These are words Mika Zibanejad is going to live with, for good or for bad, as long as he is a Ranger. He forever will be linked to Derick Brassard, for whom he was traded this summer as “Big Game Brass” was sent to his hometown Senators.
Before Zibanejad’s first postseason with the Blueshirts started, before they went down 2-1 in their first-round series against the Canadiens with Game 4 on Tuesday night at the Garden, and before he struggled mightily for those first three games, he said this:
“Of course I am aware of what [Brassard] did in the playoffs, but they didn’t bring me here to be the next Brass,” Zibanejad said on April 7.
Here was Zibanejad on Monday, doing his best to explain away what had happened thus far and why he had shrunk under the more intense spotlight of the playoffs.
“I’ve been too passive for myself,” Zibanejad said. “The mistakes I’ve made is being way too passive, and that’s not the type of player I am. I don’t know. If I had the answer, it wouldn’t look like that.”
The Rangers desperately need more from Zibanejad if they want to climb out of this slight hole, and it was made clear early in the regular season he has quite a bit more to give. But his first campaign on Broadway was defined by the broken leg he suffered Nov. 20, which kept him out for two months.

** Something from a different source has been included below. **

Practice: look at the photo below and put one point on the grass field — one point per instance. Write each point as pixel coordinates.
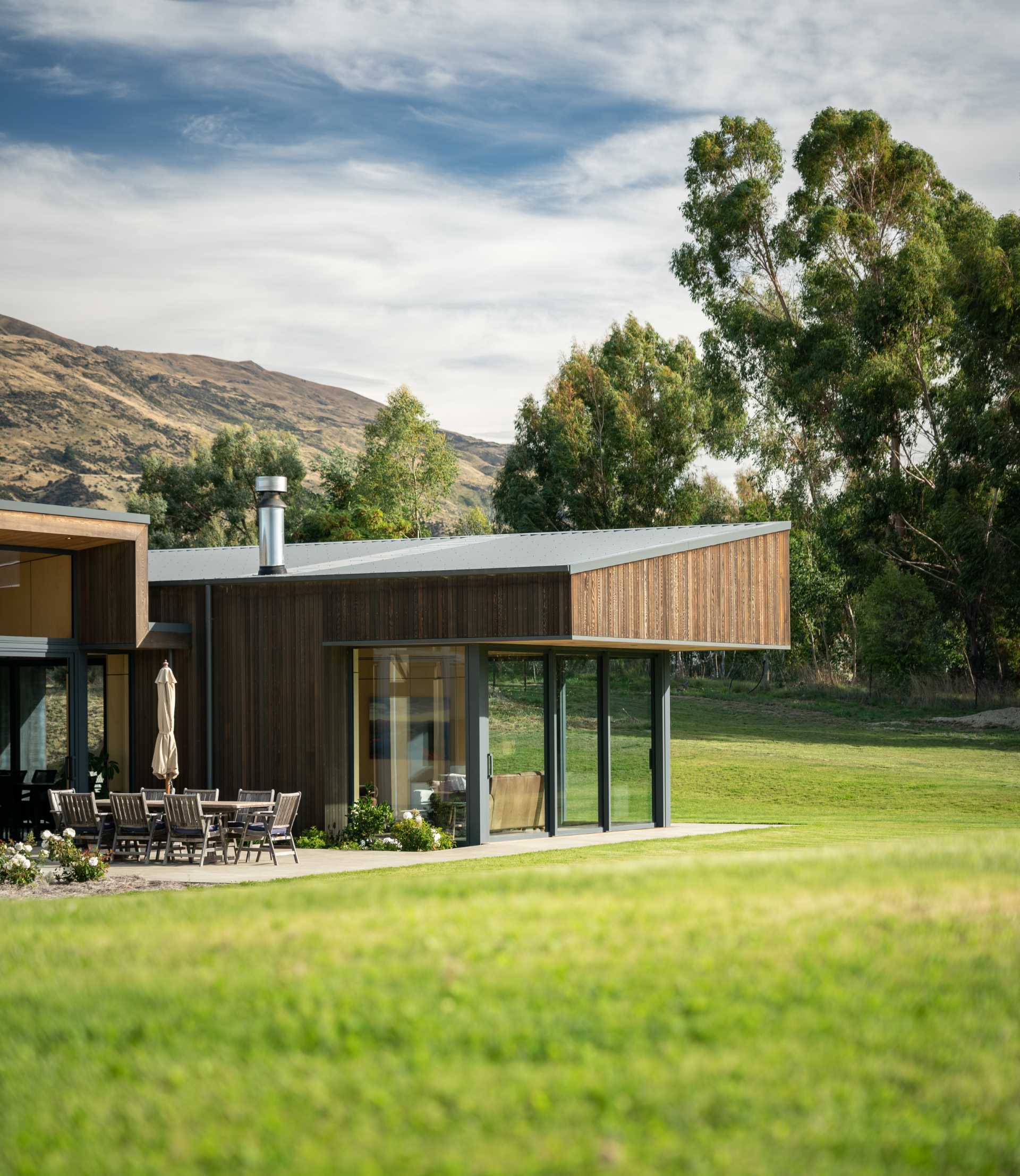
(838, 995)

Before that, he was a dynamic and fast center, putting up five goals and 15 points in the first 19 games. After that, his game came only in spurts, and the good moments were few and far between en route to finishing with 14 goals and 37 points in 56 games.
An introspective and thoughtful 24-year-old from Sweden, Zibanejad had seen his confidence waver, and he said he needed to readjust his mindset. Though he doesn’t want to make mistakes, he again has to be willing to take a few risks to play the way he knows he can.

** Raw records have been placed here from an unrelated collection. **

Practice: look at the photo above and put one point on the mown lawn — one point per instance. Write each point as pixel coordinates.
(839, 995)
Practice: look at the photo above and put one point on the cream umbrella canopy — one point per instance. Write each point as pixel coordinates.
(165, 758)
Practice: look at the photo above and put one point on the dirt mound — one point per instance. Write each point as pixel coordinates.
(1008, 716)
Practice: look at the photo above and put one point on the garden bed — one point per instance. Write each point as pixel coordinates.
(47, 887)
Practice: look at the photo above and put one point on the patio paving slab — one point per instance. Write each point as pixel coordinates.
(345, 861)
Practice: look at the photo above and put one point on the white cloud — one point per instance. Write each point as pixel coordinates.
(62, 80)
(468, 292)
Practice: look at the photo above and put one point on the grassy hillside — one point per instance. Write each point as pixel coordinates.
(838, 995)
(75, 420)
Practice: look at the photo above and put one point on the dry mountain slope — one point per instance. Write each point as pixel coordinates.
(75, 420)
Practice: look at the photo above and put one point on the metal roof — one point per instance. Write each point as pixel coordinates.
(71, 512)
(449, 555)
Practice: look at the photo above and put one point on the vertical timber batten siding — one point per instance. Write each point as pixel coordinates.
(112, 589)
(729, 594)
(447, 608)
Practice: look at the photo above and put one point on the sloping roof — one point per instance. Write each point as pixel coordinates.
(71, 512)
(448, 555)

“I think my mindset is that mistakes are going to be happening out there, but I’d rather — thinking over these last three games — my mindset clearly has to change to making mistakes and trying to make plays,” he said. “Right now, for whatever reason, I’m not even trying to make them. I lose the puck in situations where I usually don’t, and that’s not good enough.”

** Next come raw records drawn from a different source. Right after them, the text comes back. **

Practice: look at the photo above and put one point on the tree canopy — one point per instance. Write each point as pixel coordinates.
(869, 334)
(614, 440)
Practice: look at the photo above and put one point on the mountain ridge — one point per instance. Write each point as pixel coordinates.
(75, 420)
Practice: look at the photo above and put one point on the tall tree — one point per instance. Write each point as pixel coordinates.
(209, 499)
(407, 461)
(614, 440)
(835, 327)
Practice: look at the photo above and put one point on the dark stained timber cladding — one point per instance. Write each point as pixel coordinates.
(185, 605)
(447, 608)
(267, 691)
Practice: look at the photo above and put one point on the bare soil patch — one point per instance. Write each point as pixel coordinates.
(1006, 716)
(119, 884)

It is not only Zibanejad who is struggling, leading to the Rangers’ franchise-worst, six-game home playoff losing streak they bring into Game 4. But his poor play has been exacerbated by how much coach Alain Vigneault leans on him in important situations, like when he was on against Montreal’s top line in overtime of Game 2 and was weak in front of his own net, unable to keep Alexander Radulov from jamming in the game-winning goal.
Yet Vigneault was not willing to pin blame on Zibanejad, spreading it around to the nameless many who need to pick up their collective effort.
“I don’t need to see more from [Zibanejad] than I need to see from the rest of my group,” Vigneault said. “I need the whole group to be better. Everyone in that room, to a man, knows that their game can be better and needs to be better, with and without the puck. We’re very aware of that.”
Rangers general manager Jeff Gorton made the trade not just as a zero-sum swap, but because Zibanejad is five years younger and on the final year of a contract carrying a $2.625 million salary-cap hit as opposed to Brassard’s $5 million hit that doesn’t expire until the end of the 2018-19 season. After this season is over, Zibanejad will be a restricted free agent with arbitration rights. If his play stays at the same level and the postseason ends quickly, it could be a rather contentious negotiation.
“It’s the playoffs,” Zibanejad said. “You can’t dwell on things.”